6) MRI stands for magnetic resonance imaging:
MRI is the best diagnostic tool for disc-space infections, neural compression, TB spondylitis (distinguishes from pyogenic spondylitis), and spinal osteomyelitis. It is the most effective in showing how tuberculosis has spread into soft tissue. Additionally, it shows how the anterior and posterior longitudinal ligaments are affected by tuberculosis.
Large paraspinal abscesses can be drained and bone lesions can be sampled using a CT-guided needle biopsy.
8) PCR, or polymerase chain reaction:
Without the requirement for extensive culture, PCR techniques quickly reveal discrete genetic changes in deoxyribonucleic acid (DNA) sequences linked to medication resistance. They are also utilized to diagnose many Mycobacterium strains.
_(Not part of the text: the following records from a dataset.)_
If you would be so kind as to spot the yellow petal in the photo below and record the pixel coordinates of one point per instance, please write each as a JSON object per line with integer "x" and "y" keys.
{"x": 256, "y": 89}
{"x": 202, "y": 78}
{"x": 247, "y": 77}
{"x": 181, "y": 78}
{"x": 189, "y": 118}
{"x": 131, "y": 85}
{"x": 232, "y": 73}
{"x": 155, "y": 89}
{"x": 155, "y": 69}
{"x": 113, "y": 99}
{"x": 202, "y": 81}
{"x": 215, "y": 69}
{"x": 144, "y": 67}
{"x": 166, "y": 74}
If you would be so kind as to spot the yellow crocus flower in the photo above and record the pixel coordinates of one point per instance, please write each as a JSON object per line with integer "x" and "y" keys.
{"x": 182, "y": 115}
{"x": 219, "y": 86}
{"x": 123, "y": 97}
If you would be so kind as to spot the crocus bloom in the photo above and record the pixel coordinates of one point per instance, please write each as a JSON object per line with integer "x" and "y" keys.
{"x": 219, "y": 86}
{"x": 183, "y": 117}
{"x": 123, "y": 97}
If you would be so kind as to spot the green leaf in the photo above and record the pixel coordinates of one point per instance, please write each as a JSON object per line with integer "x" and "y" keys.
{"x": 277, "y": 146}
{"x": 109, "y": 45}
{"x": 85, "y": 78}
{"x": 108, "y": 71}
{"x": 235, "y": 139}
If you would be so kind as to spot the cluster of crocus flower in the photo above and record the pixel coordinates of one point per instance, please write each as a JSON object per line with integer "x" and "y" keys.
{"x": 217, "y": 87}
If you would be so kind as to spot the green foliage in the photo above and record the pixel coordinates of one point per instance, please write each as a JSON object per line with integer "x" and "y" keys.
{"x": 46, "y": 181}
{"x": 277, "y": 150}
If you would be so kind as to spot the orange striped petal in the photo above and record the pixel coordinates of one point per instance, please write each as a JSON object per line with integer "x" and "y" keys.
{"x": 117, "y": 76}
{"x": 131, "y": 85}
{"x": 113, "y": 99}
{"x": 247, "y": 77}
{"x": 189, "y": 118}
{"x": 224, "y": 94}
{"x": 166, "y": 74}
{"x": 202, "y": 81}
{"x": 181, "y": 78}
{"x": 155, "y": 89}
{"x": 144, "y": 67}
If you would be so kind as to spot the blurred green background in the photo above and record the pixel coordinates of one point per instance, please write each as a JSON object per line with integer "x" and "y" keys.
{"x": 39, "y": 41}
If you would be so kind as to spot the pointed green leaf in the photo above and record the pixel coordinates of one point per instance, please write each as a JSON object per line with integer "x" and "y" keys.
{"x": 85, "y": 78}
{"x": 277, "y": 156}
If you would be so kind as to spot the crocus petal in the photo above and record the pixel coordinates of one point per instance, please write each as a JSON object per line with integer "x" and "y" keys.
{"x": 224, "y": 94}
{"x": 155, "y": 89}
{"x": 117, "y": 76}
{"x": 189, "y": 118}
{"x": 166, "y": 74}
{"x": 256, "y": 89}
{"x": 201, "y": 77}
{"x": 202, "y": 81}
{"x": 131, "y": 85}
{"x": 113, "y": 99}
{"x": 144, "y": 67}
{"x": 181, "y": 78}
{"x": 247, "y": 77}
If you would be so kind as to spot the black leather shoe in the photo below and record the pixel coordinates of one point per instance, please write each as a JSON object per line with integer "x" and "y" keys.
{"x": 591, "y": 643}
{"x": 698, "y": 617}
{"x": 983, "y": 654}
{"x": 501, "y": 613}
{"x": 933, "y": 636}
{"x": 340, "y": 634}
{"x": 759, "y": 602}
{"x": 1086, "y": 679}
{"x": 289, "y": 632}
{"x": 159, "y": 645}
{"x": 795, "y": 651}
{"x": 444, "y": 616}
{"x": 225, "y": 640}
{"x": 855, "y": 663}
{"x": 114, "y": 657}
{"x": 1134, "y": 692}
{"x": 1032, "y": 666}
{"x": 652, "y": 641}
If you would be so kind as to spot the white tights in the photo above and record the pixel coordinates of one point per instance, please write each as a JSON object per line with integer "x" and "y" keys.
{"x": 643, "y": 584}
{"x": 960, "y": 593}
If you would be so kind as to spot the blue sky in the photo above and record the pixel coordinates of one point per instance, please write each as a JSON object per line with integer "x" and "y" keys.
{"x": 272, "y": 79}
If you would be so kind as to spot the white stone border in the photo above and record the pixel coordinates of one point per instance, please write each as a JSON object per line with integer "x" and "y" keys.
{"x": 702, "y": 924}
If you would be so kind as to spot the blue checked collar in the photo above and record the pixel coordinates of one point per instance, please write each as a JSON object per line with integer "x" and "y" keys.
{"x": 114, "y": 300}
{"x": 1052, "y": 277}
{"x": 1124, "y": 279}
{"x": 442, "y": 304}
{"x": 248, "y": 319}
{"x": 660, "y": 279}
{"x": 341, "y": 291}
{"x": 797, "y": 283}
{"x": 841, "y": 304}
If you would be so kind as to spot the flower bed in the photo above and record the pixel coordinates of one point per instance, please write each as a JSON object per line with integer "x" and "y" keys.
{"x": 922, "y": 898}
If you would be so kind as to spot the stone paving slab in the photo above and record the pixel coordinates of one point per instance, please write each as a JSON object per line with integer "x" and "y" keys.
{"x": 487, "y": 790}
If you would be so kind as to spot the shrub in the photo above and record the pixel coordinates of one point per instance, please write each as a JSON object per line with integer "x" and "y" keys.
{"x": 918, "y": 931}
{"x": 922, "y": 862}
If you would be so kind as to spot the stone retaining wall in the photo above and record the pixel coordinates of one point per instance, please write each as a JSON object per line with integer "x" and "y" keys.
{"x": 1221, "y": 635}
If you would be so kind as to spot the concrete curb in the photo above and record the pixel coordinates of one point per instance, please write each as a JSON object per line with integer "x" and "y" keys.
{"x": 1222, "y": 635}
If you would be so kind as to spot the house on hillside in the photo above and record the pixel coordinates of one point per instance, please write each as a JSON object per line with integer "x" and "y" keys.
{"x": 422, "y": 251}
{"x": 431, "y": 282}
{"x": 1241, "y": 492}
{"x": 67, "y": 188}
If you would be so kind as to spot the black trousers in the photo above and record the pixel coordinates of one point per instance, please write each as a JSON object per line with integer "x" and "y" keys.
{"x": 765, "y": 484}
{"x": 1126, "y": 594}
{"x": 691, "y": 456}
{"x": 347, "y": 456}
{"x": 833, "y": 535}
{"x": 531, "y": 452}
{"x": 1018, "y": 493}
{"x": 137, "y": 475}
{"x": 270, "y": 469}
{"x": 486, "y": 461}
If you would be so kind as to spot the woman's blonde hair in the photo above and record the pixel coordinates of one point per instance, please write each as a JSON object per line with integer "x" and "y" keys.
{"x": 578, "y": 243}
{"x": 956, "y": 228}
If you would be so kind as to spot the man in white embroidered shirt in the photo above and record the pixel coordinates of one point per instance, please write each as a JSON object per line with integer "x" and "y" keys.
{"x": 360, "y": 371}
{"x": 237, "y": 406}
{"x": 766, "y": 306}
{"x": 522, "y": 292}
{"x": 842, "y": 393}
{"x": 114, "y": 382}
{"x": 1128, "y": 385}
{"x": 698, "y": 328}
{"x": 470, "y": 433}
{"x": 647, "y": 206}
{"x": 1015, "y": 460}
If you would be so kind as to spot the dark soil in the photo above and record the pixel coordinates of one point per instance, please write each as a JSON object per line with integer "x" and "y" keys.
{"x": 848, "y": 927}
Exactly how is Pott’s disease treated?
Each patient’s Pott’s disease therapy is unique and depends on the doctor’s judgment. The average length of the therapy program is between six and twelve months. The prescription drugs work to stop Mycobacterium TB from growing and spreading. Isoniazid and Rifampin make up the initial line of treatment. Throughout treatment, these medications are given. Pyrazinamide, Ethambutol, and Streptomycin are other medications that could be prescribed during the first two months of treatment.
The second line of medications should not be used if there is drug resistance. Despite the effectiveness of pharmaceutical therapy, some conditions necessitate surgical management to stop the disease’s progression and to rectify any abnormalities.
The disease frequently advances slowly and lasts for months or years. Early diagnosis of the symptoms and use of the most recent treatment regimens improve the prognosis. But the signs are frequently discovered much later. For those who are at high risk, preventive treatments including receiving the BCG (bacillus Calmette-Guerin) vaccine are preferable.